News / Metropolitan
Jum'at, 19 Juni 2026 | 12:15 WIB
Gubernur Jakarta Pramono Anung. (Suara.com/Adiyoga)
Baca 10 detik
  • Sejumlah kelompok masyarakat melakukan aksi unjuk rasa di Jakarta pada Jumat, 19 Juni 2026 menuntut evaluasi kebijakan pemerintah.
  • Aparat kepolisian mengerahkan 4.263 personel gabungan untuk mengamankan lima titik lokasi aksi unjuk rasa di Jakarta Pusat.
  • Gubernur DKI Jakarta mengimbau seluruh peserta aksi agar menyampaikan aspirasi dengan tertib dan tidak merusak fasilitas umum bersama.

Suara.com - Gelombang unjuk rasa kembali mewarnai ibu kota sejak pekan lalu. Jumat (19/6/2026) ini saja, sedikitnya lima titik aksi yang tersebar di sejumlah kawasan strategis Jakarta, mulai dari Monas hingga Gedung DPR/MPR RI.

Merespons rangkaian aksi yang terus bergulir, Gubernur DKI Jakarta Pramono Anung di sela kegiatannya di kawasan Senen, Jakarta Pusat menyampaikan imbauan kepada seluruh peserta aksi.

"Seperti yang sudah saya sampaikan, yang paling penting ungkapan untuk ekspresi ini jangan kemudian merusak fasilitas umum," ujarnya.

Gubernur menegaskan, fasilitas umum adalah milik bersama yang harus dijaga oleh semua pihak, termasuk para peserta aksi unjuk rasa.

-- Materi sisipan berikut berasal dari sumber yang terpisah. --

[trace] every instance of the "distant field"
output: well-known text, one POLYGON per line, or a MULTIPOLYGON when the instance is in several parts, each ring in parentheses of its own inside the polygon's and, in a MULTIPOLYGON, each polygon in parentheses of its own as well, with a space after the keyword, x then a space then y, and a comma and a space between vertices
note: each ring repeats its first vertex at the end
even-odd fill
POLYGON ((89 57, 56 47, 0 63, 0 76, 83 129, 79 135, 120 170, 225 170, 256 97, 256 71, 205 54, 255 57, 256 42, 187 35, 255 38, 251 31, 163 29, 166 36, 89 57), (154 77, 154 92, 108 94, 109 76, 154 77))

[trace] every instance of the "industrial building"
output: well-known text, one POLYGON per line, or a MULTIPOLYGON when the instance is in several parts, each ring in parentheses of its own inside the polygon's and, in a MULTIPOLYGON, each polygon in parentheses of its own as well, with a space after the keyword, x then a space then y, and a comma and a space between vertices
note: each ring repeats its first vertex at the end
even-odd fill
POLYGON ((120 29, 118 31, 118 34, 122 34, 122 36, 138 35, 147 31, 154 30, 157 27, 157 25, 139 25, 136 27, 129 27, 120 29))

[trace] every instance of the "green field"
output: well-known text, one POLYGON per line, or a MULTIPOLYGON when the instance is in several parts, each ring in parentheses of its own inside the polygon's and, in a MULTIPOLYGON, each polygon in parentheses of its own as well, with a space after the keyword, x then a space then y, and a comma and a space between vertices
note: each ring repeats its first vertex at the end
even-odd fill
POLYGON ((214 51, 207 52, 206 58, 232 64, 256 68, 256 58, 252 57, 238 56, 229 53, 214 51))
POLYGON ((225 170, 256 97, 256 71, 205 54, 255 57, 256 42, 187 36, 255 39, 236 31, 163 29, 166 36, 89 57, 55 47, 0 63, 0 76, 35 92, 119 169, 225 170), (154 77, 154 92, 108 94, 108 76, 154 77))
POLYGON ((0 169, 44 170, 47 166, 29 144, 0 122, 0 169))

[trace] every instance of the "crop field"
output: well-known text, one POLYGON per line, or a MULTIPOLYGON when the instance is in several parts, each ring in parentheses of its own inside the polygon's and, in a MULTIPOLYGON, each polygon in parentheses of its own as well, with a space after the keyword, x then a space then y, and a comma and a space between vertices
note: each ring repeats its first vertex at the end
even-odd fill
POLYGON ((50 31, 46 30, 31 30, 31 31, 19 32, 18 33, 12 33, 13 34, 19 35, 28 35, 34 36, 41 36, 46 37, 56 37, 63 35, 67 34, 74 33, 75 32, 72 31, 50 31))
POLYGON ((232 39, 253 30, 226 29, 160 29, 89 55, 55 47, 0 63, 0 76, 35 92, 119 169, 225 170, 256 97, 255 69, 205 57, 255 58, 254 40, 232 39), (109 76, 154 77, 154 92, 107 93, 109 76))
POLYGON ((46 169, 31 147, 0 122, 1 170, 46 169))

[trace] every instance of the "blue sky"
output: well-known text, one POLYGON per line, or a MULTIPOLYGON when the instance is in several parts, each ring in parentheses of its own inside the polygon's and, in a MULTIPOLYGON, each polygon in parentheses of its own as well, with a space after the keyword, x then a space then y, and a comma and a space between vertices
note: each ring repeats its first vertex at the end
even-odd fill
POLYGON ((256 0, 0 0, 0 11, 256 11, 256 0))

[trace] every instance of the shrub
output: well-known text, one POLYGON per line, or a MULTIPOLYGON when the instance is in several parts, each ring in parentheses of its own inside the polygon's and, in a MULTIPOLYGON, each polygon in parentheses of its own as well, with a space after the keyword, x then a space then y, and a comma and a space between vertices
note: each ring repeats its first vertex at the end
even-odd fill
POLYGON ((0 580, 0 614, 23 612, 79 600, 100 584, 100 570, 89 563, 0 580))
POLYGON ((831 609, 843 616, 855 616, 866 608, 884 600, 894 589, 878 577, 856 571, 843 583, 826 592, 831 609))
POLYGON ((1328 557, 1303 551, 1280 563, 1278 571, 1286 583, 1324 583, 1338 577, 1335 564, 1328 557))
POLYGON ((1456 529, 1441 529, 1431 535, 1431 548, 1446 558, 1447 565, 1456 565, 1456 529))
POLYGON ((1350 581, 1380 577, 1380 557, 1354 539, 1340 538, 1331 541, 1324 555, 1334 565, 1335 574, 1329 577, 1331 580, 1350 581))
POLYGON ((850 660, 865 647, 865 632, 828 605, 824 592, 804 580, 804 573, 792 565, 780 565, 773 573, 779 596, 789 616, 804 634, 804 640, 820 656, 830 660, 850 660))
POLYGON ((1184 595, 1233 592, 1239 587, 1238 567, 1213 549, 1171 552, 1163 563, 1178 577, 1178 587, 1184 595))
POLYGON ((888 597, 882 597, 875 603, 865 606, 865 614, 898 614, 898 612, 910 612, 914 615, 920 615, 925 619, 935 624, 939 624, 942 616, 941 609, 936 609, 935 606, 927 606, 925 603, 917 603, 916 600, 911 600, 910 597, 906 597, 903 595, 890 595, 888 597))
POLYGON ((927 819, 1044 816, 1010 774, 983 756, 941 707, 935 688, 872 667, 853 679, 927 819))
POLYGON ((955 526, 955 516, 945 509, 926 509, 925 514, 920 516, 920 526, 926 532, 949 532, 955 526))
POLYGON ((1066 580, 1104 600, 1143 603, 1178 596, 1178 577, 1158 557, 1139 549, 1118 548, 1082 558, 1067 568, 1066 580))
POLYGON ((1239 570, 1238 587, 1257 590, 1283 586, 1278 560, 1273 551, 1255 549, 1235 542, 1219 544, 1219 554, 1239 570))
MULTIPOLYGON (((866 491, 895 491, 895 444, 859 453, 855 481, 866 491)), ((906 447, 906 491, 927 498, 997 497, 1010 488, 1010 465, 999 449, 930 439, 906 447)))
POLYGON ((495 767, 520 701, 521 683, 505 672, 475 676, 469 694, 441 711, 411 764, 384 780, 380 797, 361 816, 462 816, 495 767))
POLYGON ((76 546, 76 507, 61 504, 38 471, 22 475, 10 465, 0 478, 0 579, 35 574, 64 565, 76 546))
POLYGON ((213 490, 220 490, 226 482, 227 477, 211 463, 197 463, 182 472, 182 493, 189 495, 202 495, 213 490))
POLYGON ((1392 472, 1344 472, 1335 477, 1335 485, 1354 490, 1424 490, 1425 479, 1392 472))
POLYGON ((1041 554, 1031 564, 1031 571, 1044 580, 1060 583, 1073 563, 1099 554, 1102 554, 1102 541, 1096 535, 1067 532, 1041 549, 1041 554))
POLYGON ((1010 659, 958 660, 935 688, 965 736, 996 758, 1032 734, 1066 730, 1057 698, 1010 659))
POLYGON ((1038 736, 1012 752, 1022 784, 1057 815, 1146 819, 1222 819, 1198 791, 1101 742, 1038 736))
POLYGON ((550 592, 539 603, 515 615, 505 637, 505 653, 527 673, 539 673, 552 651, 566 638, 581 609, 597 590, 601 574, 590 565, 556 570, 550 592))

"Fasilitas umum itu milik bersama, sehingga dengan demikian saya betul-betul mengimbau, meminta, siapa pun yang melakukan unjuk rasa di Jakarta, jangan merusak fasilitas umum," tegasnya.

Lima kelompok massa dijadwalkan turun ke jalan pada hari ini di antaranya Dewan Pengurus Nasional Tani Merdeka Indonesia di kawasan Monas, Kepresma Universitas Trisakti dan sejumlah elemen di DPR/MPR RI, Ikatan Senat Mahasiswa Ekonomi Indonesia di Bundaran HI, serta dua kelompok Gabungan Mahasiswa dan Pemuda Nusantara yang masing-masing bergerak dari Tugu Tani dan Kementerian Keuangan RI.

Mahasiswa Universitas Muhammadiyah Prof. Dr. HAMKA (Uhamka) dihadang pihak kepolisian saat menggelar aksi menuju kawasan Bundaran HI di Jalan Jenderal Sudirman, Jakarta, Senin (15/6/2026). [Suara.com/Alfian Winanto]

Apel pengamanan dimulai sejak pukul 07.00 WIB, dengan perkiraan puncak keramaian aksi berlangsung antara pukul 10.00 hingga 13.00 WIB.

Untuk mengawal seluruh rangkaian aksi, aparat keamanan menurunkan 4.263 personel gabungan yang terdiri dari unsur Polda, Polres hingga Polsek jajaran di wilayah Jakarta Pusat.

Rangkaian aksi unjuk rasa belakangan merupakan bentuk kekecewaan masyarakat atas berbagai kebijakan pemerintahan Prabowo-Gibran.

Baca Juga: Ketegangan Warnai Demo Mahasiswa di Patung Kuda, Niat Bakar Sampah Picu Gesekan dengan Polisi

Berbagai tuntutan ramai didengungkan sejak pekan lalu, mulai dari penurunan harga BBM, penguatan supremasi sipil hingga pembekuan sementara program Makan Bergizi Gratis (MBG) untuk audit transparansi.

Namun di sela itu, muncul juga kelompok yang menyuarakan dukungan untuk program MBG dilanjutkan dengan evaluasi menyeluruh terlebih dahulu.